For 8 = 1 permutation
For 16 =6,147 permutations
For 24 =98,813 permutations
For 32 =98,813 permutations
For 40 =6,147 permutations
For 48 =1 permutation
Sum them all up [1 + 6,147 + 98,813 +98,813 +6,147 + 1] =209,922 / 6^8 =34,987 / 279,936
My computer says there are: 54,432 numbers that are mutiples of 8.
Therefore, the probability is: 54,432 / 6^8 =7 / 216
+118609 I get 27 too
P(divisable by 8) = \(\frac{27}{6^3}= \frac{3^3}{3^3*2^3}=\frac{1}{8}\)
So I agree with Fiora
NOTE
27 is not the number that are multiples of 8 and 6^3 is not the total number of numbers.
The fact is that only the last 3 rolls have any relevance to this problem.
So Fiora and I just chose to completely ignore the first 5 rolls.
Hi Melody: 1/8 cannot be right because 1/8 would be multiple of all natural numbers from 0 to 9. But, you are only dealing with 6 numbers from 1 to 6!

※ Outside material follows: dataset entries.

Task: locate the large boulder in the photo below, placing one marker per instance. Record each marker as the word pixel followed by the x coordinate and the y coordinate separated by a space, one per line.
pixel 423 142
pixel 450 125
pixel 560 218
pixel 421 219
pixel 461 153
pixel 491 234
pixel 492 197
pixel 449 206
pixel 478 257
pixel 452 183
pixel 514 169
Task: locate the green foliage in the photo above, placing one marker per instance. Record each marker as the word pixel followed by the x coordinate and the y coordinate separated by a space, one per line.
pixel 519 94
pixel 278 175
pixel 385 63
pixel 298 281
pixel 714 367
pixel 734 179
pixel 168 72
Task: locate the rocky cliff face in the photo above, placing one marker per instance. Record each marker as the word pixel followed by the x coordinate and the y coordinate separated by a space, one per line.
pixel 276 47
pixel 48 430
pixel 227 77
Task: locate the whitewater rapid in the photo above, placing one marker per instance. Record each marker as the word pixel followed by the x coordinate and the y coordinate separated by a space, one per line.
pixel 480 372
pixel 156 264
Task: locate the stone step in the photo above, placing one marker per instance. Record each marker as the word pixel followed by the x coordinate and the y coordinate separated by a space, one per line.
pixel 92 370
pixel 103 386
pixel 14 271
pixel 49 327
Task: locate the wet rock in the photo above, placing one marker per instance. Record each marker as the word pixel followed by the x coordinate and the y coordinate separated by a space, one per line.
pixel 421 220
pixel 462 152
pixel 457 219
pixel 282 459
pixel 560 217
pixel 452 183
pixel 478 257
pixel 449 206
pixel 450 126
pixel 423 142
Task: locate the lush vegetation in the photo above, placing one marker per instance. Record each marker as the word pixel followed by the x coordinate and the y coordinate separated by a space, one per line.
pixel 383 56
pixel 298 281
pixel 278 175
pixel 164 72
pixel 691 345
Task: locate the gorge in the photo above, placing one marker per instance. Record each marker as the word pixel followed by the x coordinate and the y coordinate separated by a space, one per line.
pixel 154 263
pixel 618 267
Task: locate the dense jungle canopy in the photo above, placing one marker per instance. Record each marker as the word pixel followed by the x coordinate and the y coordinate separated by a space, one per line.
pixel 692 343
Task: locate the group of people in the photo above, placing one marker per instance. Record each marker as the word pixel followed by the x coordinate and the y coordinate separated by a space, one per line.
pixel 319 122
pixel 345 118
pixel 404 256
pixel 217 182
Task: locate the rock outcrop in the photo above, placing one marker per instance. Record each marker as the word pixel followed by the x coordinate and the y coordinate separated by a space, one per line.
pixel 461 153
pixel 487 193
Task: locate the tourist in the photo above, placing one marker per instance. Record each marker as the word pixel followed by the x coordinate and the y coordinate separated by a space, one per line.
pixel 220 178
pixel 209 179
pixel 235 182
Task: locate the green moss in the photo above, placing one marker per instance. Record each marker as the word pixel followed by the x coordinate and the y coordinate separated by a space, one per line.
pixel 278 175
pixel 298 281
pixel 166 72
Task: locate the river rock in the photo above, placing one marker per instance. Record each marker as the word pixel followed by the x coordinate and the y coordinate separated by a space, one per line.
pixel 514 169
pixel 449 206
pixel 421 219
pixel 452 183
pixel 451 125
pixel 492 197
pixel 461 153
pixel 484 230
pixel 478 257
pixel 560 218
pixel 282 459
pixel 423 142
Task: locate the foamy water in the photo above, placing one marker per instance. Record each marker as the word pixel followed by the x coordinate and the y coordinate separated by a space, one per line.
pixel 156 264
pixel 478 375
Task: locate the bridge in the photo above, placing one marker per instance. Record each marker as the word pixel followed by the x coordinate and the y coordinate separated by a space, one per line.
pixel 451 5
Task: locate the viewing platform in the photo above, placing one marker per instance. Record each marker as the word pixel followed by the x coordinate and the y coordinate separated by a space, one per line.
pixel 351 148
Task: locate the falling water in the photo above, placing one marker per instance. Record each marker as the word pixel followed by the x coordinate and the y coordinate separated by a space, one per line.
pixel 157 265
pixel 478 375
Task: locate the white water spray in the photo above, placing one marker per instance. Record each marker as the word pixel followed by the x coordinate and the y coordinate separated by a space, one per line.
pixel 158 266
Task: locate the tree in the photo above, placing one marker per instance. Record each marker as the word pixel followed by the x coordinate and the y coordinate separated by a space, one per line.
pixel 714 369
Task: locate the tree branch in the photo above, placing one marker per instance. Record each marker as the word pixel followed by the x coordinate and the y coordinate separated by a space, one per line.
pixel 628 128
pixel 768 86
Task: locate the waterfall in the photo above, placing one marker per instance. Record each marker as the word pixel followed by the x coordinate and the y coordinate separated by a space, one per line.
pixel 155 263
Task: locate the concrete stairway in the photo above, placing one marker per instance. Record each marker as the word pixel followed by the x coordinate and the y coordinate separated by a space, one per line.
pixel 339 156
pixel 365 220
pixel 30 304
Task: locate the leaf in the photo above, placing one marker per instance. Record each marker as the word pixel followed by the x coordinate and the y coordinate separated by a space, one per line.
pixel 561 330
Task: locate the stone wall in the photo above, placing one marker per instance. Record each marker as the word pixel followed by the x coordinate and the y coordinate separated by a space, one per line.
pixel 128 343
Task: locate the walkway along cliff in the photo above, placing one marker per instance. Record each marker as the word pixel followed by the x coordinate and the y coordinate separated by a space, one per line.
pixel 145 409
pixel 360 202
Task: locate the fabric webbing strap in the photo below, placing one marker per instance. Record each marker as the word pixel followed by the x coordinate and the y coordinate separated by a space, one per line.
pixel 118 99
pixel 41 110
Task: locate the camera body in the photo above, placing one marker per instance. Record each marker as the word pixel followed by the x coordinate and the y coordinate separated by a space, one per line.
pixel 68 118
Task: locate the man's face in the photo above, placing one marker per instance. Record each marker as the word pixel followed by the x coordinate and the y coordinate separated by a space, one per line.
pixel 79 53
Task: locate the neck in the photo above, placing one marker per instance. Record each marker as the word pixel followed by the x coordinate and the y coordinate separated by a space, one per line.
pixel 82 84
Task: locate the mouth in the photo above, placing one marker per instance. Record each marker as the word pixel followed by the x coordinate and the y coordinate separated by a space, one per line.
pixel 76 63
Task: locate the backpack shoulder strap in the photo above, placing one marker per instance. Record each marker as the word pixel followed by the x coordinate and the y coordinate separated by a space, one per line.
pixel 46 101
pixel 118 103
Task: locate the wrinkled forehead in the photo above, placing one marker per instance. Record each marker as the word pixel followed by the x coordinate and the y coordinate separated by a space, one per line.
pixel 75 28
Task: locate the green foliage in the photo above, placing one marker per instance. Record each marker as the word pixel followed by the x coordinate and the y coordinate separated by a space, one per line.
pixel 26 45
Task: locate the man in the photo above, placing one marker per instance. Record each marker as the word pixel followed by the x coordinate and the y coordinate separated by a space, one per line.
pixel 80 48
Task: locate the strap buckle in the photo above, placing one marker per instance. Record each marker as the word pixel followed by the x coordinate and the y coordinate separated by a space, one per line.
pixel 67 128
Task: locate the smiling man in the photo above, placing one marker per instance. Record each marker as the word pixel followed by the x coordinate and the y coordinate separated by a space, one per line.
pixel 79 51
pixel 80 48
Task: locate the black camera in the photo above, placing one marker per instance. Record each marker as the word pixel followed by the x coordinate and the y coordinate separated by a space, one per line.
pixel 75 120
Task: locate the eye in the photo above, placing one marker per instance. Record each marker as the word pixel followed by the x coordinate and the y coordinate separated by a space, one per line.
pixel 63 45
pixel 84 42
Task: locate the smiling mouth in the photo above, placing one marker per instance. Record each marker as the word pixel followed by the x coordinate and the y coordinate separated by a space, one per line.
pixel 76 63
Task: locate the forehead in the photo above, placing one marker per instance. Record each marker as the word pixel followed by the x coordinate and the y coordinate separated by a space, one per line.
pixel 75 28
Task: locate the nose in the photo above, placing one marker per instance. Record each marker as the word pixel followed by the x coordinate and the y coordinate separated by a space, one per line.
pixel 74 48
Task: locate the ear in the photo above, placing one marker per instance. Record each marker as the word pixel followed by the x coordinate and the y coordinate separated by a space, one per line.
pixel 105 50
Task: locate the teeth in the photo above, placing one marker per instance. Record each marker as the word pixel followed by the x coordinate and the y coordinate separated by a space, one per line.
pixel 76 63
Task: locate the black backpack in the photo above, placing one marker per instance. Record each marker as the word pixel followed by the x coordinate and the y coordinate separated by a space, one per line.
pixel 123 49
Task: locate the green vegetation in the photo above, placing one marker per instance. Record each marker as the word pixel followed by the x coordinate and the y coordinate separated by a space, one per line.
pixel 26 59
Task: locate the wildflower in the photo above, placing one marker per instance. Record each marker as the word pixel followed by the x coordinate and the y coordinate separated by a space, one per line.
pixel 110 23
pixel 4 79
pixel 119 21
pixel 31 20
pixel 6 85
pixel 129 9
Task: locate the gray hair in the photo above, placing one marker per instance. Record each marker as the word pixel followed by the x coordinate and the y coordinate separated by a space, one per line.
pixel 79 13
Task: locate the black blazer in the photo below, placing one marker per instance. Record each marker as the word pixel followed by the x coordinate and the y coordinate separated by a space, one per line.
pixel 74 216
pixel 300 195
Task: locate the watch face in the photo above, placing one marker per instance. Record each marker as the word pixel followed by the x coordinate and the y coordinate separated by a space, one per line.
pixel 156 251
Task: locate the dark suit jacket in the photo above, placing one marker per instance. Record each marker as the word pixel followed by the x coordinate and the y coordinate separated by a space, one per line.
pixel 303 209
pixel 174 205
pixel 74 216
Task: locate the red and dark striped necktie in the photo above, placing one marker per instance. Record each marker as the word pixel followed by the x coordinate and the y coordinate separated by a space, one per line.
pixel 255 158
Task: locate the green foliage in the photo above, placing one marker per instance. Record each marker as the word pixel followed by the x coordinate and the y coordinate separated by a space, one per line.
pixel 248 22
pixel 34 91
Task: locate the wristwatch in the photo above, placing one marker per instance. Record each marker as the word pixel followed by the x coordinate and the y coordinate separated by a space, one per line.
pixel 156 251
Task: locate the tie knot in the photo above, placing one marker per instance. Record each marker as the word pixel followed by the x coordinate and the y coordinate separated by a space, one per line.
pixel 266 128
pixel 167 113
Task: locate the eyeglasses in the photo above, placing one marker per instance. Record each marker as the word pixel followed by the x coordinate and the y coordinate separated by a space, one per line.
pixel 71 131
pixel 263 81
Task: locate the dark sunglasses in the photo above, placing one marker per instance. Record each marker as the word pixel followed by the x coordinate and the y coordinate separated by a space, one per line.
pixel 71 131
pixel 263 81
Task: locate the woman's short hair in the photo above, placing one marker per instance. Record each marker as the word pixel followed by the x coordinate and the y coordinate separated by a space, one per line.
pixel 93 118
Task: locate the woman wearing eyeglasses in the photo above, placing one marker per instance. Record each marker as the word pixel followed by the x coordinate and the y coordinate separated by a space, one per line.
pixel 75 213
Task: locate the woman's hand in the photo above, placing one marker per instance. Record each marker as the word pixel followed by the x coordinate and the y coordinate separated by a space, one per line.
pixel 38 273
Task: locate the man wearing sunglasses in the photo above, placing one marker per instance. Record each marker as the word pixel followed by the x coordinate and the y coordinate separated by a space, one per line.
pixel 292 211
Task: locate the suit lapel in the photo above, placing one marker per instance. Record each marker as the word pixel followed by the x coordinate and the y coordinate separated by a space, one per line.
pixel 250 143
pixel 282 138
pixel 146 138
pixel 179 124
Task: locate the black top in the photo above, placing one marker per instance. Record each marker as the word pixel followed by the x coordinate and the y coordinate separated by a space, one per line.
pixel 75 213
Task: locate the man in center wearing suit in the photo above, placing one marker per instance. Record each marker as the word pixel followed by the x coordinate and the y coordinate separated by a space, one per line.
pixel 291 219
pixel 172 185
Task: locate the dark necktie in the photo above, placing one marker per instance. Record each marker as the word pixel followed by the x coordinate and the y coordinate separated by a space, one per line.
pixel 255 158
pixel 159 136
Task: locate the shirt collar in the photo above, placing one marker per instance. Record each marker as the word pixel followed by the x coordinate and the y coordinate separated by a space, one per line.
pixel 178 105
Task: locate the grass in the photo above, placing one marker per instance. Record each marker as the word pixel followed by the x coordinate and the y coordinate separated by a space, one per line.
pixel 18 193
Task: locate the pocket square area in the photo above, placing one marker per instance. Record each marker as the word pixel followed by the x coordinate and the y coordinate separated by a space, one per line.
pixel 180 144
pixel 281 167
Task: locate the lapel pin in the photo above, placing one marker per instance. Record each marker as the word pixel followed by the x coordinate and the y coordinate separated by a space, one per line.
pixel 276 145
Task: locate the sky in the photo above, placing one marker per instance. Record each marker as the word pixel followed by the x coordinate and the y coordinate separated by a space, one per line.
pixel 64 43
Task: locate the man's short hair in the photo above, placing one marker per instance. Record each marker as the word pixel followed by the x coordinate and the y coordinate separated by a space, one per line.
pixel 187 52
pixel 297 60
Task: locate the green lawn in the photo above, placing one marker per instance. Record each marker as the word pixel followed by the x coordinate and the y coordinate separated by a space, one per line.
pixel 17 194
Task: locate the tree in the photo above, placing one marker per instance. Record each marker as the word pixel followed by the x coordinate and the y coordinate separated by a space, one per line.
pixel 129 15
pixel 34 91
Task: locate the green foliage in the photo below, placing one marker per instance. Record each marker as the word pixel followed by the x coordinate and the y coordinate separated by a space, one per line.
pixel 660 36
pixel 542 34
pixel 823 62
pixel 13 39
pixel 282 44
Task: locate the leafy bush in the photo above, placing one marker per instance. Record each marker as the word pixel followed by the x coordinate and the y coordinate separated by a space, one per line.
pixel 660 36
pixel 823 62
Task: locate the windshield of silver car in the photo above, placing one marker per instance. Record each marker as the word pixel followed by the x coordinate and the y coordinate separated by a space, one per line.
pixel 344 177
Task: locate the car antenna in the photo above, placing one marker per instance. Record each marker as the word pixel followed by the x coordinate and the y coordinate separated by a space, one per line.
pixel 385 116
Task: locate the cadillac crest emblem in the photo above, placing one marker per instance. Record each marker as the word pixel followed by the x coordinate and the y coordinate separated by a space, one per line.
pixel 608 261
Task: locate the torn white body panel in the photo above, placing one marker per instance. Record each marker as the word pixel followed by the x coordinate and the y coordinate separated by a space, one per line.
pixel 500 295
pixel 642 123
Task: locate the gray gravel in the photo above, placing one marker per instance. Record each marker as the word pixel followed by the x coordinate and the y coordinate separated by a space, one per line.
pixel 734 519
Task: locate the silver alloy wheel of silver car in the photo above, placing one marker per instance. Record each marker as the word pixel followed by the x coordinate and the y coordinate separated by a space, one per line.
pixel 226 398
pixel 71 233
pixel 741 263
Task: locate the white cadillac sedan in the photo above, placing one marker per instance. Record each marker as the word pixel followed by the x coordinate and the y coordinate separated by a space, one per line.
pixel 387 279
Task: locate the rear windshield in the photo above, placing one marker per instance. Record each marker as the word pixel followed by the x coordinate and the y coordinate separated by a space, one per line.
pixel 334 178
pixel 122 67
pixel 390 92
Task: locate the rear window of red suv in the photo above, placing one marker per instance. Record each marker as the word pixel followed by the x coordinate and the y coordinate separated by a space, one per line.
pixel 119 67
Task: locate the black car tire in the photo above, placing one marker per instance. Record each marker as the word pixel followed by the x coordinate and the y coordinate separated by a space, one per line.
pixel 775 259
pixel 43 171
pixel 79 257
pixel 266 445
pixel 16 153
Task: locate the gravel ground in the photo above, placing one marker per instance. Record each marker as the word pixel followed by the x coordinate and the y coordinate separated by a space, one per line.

The permutations begin like this:
11111112 , 11111136 , 11111144 , 11111152 , 11111176 , 11111184 , 11111192 , 11111216.........and end like this: 66616592 , 66616616 , 66616624 , 66616632 , 66616656 , 66616664 , 66616672 , 66616696, which are ALL multiples of 8. My computer did list all 54,432 permutations which are multiples of 8.
As you can see, you cannot have a number beginning with 5 sixes, or 66666, because you cannot make a multiple of 8 out of 5 sixes in a row! If you want me to, I can print all 54,432 multiples of 8 out of 8 dice.